9-β-d-(7-Deazapurine)-2’-deoxyribofuranose triphosphate. Nucleoside (0.2 mmol) was dissolved in dry Me3PO4 (0.5 mL) and the solution was cooled to 0 °C. POCl3 (20 µL, 1.1 eq.) in Me3PO4 (0.3 mL) was drop wise added and the mixture was stirred for 2 h. A solution of triethylammonium pyrophosphate (5 eq. in DMF, 1 mL) was added followed by 1 drop of tributyl amine. The mixture was stirred another 3 h while warming to r.t. Crude product was poured into the solution of triethylammonium bicarbonate (50 mL, 0.01 M), water was evaporated and triphosphate, redissolved in water (200 mL) was purified by ion exchange chromatography on Sephadex-DEAE A-25 (Aldrich). The column was equilibrated withTEAB, the sample loaded and then eluted with a 0 to 1 M TEAB gradient. The triphosphate was identified by MALDI MS (negative M -1 ion) with THAP as the matrix. Collected fractions were evaporated and purified by HPLC using a gradient of 0 to 50 % MeCN in 20 mM TEAA, pH 7.0 (triethylammonium acetate) giving a yield of 11 %. MS (MALDI, neg.): 474 (M -1). 31P NMR (400 MHz, D2O): − 8.64 (d, 1P, J = 48.8 Hz, α-P), − 10.35 (d, 1P, J = 49.6 Hz, γ-P), −22.14 (t, 1P, J = 48.8 Hz, β-P).
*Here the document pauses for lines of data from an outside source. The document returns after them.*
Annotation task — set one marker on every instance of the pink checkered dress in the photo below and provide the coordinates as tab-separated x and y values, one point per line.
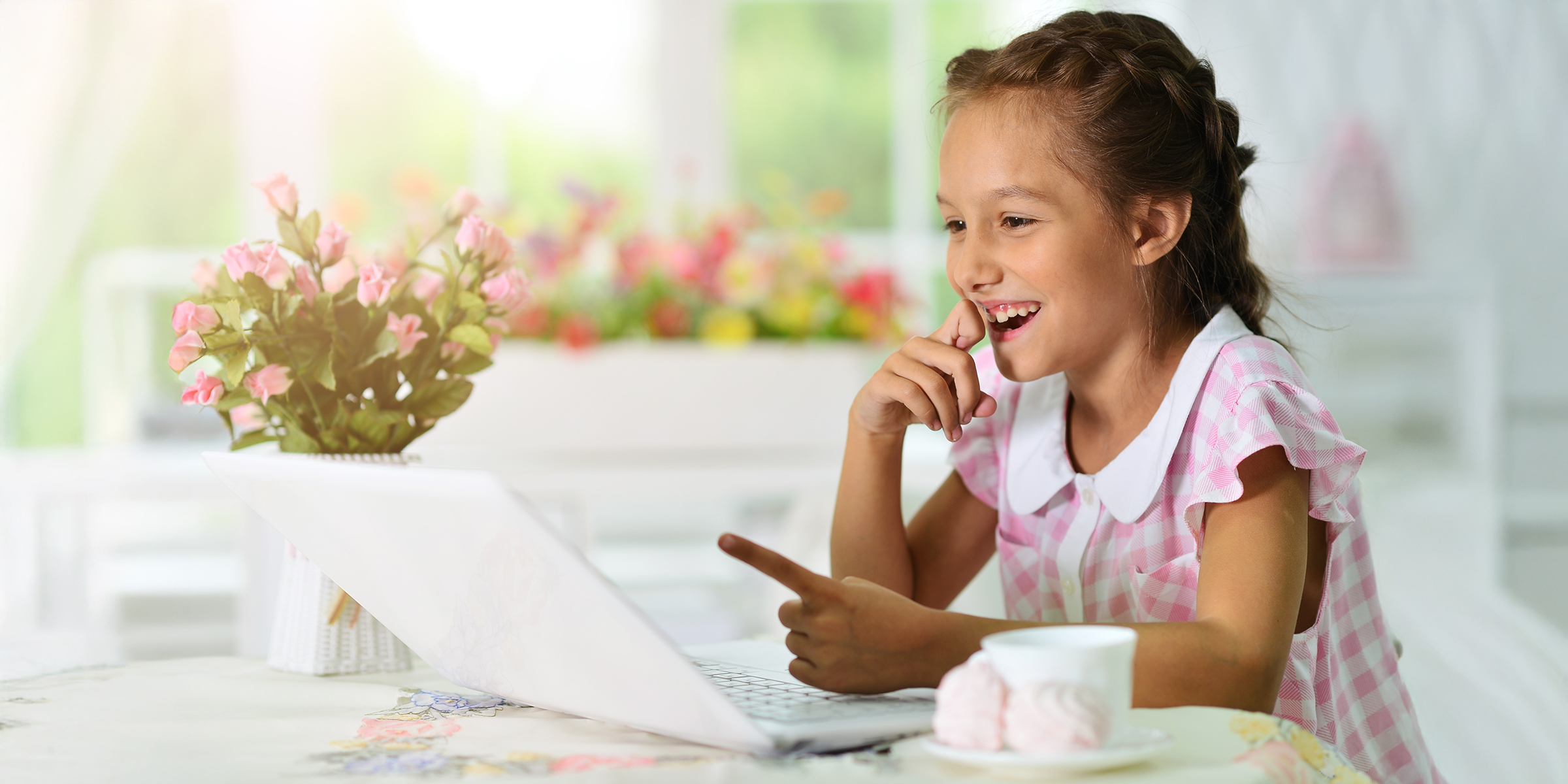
1125	545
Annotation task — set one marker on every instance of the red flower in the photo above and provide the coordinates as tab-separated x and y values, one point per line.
578	331
877	291
532	320
668	319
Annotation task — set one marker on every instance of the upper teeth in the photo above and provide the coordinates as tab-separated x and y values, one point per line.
1009	311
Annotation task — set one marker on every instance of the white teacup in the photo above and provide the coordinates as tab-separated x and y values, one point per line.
1096	657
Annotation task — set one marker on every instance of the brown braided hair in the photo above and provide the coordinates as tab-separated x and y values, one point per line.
1142	120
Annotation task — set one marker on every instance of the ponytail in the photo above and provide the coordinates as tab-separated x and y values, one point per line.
1145	123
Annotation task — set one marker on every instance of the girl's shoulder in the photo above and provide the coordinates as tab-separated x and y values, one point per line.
1252	361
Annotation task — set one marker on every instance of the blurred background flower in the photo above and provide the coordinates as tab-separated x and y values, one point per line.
757	179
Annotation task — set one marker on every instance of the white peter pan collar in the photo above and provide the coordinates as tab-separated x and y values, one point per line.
1037	459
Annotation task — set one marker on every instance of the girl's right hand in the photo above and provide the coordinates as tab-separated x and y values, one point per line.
932	380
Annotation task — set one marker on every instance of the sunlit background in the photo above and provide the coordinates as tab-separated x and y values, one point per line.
1409	198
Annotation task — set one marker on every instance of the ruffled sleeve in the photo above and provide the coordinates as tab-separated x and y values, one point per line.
1275	413
977	455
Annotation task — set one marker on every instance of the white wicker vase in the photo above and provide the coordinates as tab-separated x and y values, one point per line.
320	631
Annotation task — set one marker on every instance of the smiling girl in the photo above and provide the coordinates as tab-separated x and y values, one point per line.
1131	446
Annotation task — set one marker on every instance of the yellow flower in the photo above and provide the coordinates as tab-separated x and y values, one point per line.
1347	775
1308	747
860	322
791	314
728	327
1253	728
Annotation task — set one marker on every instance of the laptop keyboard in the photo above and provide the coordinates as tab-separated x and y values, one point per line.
791	703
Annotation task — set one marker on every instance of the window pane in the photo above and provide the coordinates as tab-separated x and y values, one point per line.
809	104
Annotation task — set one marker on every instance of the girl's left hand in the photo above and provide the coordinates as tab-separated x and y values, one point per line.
853	636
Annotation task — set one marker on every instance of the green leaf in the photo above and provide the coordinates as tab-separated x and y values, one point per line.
291	236
310	228
471	336
385	346
257	291
469	363
234	369
226	286
474	306
299	443
436	399
322	370
234	399
223	339
250	440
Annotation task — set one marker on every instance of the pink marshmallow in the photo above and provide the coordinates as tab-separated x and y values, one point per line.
1056	719
970	704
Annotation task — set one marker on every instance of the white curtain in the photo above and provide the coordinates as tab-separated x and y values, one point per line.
73	79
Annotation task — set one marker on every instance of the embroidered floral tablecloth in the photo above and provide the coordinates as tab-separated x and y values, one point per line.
234	720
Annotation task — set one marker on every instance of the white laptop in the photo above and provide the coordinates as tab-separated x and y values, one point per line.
490	595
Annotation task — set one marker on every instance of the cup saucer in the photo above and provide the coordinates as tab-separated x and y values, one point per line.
1130	747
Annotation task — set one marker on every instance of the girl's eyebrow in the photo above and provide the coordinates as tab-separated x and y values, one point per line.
1018	192
1007	192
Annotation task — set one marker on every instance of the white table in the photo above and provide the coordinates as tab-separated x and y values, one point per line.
234	720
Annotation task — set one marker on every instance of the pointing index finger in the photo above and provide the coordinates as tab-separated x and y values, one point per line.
788	573
963	327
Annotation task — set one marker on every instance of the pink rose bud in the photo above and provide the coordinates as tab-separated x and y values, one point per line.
429	287
275	269
272	380
406	333
248	417
206	276
970	704
461	204
336	278
498	248
204	393
195	318
186	350
330	244
281	193
507	291
393	259
1056	717
374	286
240	259
471	234
306	284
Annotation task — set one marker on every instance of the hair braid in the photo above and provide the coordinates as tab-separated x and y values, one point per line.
1143	122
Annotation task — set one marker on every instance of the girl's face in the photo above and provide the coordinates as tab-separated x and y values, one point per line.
1031	247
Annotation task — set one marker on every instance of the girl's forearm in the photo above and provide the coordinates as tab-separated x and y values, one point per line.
868	519
1177	664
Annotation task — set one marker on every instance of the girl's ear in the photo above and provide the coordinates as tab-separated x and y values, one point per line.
1156	226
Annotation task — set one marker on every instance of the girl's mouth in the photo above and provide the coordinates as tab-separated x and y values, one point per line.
1007	318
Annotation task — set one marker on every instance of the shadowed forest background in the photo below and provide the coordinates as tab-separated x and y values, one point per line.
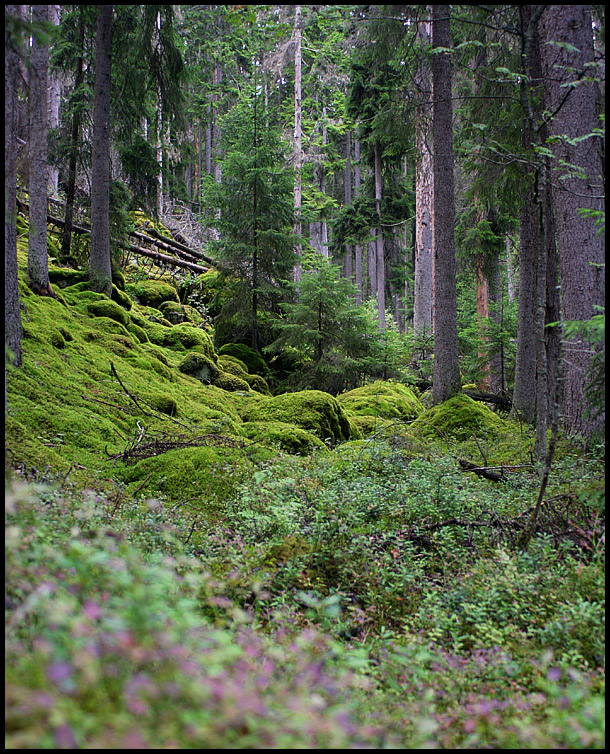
304	376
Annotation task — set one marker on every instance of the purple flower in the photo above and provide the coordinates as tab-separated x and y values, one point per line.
92	610
554	674
64	738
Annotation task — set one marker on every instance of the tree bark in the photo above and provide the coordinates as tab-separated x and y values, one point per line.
358	252
78	80
580	248
424	195
100	273
379	246
298	151
446	382
38	263
12	312
53	105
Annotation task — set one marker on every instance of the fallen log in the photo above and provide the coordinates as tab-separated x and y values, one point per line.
130	247
163	258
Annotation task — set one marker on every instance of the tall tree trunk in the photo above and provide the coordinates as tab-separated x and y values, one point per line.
100	272
12	312
580	249
347	198
53	105
424	196
298	151
38	262
74	141
524	390
379	249
323	223
358	253
446	380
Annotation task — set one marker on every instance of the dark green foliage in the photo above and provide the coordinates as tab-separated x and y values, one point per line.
336	342
254	202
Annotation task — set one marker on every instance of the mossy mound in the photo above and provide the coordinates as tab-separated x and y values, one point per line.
181	337
153	292
232	365
288	437
258	383
254	362
458	417
312	410
199	366
109	309
174	313
121	297
164	403
63	277
388	400
231	382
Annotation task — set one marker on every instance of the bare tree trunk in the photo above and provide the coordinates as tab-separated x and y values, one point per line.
347	198
424	198
380	251
580	248
78	80
38	262
298	151
100	272
358	259
53	104
446	380
12	312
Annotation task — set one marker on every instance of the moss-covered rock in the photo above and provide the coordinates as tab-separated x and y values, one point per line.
231	382
163	402
232	365
288	437
258	383
389	400
121	298
58	340
153	292
174	313
312	410
458	417
109	309
199	366
252	359
63	277
186	336
139	332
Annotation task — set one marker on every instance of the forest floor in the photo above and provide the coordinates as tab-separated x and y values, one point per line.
227	594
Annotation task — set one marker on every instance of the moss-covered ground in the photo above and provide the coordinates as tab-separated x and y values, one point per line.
189	566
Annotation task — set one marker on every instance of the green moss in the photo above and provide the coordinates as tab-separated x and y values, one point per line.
66	276
153	293
58	340
231	382
254	362
288	437
188	336
110	309
312	410
174	313
199	366
121	298
389	400
139	332
163	402
258	383
232	365
458	417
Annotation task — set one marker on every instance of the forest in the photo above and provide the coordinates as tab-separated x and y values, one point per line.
304	376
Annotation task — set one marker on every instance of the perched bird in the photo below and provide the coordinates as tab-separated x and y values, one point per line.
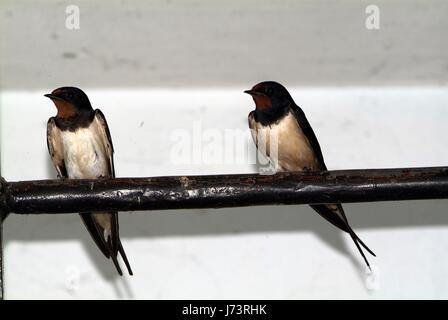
80	147
276	116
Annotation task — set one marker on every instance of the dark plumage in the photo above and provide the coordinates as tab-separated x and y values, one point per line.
80	147
298	147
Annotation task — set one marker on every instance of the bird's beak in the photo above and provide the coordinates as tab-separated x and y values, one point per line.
252	92
52	96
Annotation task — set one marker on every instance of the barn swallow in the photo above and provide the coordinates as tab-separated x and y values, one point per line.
80	147
277	115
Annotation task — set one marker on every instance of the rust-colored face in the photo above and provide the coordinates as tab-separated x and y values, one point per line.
65	109
261	99
262	102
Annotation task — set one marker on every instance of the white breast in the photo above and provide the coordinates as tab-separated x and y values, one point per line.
84	154
285	144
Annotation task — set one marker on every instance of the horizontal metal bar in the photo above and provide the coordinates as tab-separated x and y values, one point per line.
218	191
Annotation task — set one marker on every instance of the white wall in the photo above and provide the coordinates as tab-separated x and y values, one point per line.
174	66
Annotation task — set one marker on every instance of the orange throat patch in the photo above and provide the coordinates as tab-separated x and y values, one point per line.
65	110
262	102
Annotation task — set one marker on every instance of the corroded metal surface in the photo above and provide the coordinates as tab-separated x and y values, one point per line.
218	191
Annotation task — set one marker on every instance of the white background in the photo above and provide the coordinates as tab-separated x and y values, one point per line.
375	99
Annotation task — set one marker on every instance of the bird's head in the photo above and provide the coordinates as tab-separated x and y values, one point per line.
270	97
70	102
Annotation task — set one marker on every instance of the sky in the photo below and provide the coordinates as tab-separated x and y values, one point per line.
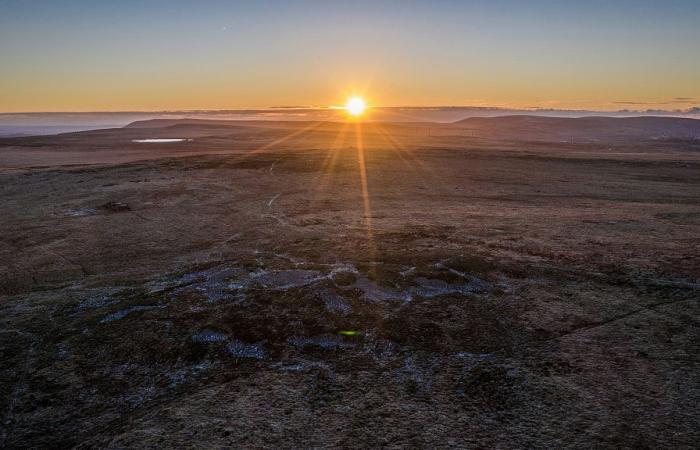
152	55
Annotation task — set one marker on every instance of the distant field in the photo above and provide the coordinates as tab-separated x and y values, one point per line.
352	285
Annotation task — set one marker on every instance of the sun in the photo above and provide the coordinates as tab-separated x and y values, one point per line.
355	106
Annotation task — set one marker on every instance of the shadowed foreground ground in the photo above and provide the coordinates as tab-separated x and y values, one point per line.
423	290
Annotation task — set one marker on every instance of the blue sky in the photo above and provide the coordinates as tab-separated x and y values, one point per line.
147	55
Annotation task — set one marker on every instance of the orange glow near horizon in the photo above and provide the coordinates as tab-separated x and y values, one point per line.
356	106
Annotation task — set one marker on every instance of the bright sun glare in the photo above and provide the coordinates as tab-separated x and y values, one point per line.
355	106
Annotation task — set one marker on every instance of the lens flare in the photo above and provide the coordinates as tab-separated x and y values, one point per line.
355	106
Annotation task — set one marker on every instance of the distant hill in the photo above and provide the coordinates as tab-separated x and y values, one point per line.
586	129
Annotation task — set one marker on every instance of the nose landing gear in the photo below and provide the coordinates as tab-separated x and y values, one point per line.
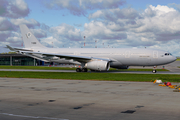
81	70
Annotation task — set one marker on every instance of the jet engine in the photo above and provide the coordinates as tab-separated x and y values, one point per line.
121	67
98	65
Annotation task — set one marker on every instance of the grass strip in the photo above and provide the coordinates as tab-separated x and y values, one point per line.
91	76
68	68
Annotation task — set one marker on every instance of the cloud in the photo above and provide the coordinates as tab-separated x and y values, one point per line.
98	30
5	24
31	23
13	8
39	33
66	32
80	7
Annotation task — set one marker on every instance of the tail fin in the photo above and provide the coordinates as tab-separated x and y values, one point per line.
29	39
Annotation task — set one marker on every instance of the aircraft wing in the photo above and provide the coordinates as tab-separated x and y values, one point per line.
67	57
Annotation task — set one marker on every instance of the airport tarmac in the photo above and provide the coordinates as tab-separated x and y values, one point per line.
50	99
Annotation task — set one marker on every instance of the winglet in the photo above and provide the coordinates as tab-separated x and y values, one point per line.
12	49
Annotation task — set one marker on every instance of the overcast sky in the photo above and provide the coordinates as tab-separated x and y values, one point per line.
112	23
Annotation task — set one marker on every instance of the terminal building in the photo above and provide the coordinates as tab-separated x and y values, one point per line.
19	60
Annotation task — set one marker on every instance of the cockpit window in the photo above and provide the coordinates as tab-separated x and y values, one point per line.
166	54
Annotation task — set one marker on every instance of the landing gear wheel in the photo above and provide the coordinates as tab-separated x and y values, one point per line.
84	70
78	70
154	71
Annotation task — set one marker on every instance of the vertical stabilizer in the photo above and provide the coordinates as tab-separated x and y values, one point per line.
29	39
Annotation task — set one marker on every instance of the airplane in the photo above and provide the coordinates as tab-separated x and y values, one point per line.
95	59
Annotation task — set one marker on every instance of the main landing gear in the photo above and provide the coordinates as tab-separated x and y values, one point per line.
81	70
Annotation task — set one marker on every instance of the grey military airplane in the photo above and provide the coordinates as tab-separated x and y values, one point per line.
97	59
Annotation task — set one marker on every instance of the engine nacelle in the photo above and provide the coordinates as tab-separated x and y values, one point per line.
121	67
98	65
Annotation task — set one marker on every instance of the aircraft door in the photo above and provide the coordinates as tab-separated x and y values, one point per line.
127	54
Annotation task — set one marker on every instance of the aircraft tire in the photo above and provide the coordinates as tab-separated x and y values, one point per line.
78	70
154	71
84	70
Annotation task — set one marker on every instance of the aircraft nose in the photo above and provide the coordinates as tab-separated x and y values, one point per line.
174	59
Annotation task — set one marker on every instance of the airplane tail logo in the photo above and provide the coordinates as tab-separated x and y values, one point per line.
29	39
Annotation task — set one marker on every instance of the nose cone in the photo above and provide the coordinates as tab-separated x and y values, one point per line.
174	58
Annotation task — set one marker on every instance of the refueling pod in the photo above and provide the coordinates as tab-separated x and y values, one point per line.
98	65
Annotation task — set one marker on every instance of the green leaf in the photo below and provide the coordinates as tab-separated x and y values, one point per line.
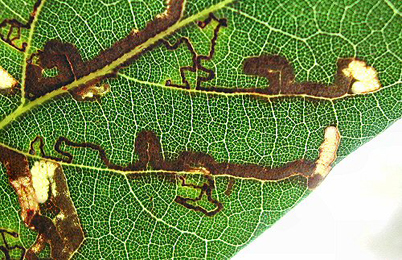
181	129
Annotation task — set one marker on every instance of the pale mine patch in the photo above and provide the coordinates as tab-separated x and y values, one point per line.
6	80
328	151
42	176
26	194
365	76
92	91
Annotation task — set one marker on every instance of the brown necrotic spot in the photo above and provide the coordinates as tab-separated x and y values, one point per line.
63	232
20	179
281	77
70	65
13	34
150	158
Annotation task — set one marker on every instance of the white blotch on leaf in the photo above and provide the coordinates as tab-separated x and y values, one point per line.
6	80
328	151
365	76
42	176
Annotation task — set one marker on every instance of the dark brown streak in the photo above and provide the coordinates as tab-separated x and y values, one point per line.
67	58
229	188
7	248
206	189
15	24
281	77
197	59
148	148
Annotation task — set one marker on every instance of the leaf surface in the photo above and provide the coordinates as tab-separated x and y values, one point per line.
185	129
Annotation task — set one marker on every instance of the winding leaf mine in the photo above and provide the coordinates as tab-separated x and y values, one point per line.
43	193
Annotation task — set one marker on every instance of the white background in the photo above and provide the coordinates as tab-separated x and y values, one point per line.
356	213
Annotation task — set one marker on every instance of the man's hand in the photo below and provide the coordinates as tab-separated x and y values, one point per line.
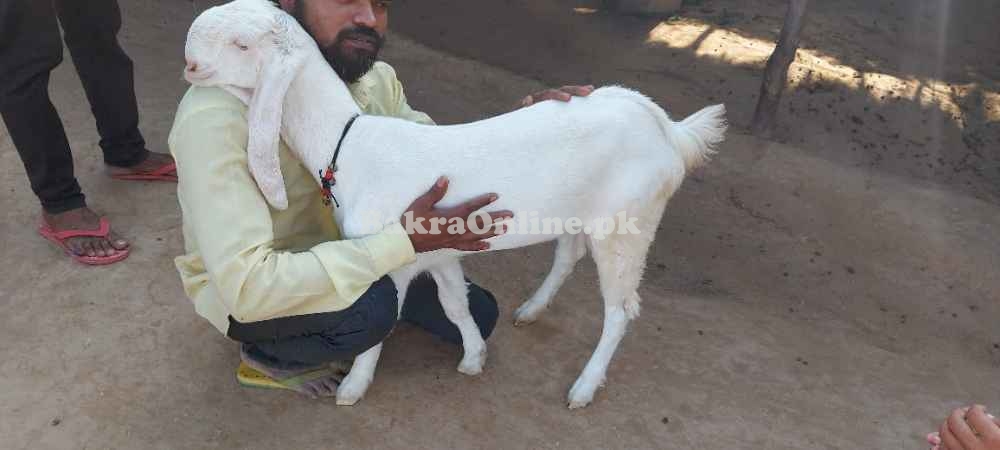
563	94
423	211
968	429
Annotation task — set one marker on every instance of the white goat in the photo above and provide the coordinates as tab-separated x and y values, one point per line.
592	158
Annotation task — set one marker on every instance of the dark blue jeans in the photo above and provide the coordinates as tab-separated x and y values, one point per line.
30	47
314	339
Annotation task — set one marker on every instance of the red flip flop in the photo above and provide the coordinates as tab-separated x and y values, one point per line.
167	172
59	238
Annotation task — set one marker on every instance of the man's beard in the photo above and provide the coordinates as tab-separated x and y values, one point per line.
349	63
352	63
5’-(4,4-Dimethoxytrityl)-9-β-d-(7-deazapurine)-2’-deoxyribofuranose. 9-β-d-(7-Deazapurine)-2’- deoxyribofuranose (81 mg, 0.4 mmol) was dissolved in pyridine (2 mL), while triethylamine (70 µL), DMAP (catalytic amount) and dimethoxytritylchloride (140 mg, 2.6 mmol) were added. After the reaction was completed (24 h, analyzed by silica TLC in EtOAc), the mixture was poured into saturated NaHCO3 and the product was extracted into EtOAc. Organic layers were washed with several portions of 1 % NaHCO3, dried over MgSO4 and solvents were evaporated under reduced pressure. The product was purified by silica gel chromatography (0–10 % MeOH in EtOAc). The reaction yielded 158 mg (82 %) of 5’-(4,4-dimethoxytrityl)-9-β-d-(7-deazapurine)-2’-deoxyribofuranose. 1H NMR (400 MHz, CDCl3): 8.90 (s, 1H, H-2), 8.81 (s, 1H, H-6), 7.11 – 7.44 (m, 10H, 1×H-8, 9 × H-DMTr), 6.85 (t, 1H, J1’,2’ = 6.5 Hz, H-1’), 6.78 (m, 4H, 4 × H-DMTr), 6.49 (d, 1H, J = 3.8 Hz, H-7), 4.66 (m, 1H, H – 3’), 4.06 – 4.18 (m, 1H, H-4’), 3.75 (s, 3H, CH3-DMTr-a), 3.75 (s, 3H, CH3-DMTr-b), 3.38 (m, 2H, 2 × H-5’), 2.65 (ddd, 1H, Jgem = 13.5, Hz, J2 = 6.4 Hz, J3 = 6.4 Hz, H-2’a), 2.48 (ddd, 1H, Jgem = 13.5 Hz, J2’b,1’ = 6.1 Hz, J2’b, 3’ = 3.9 Hz, H-2’b)..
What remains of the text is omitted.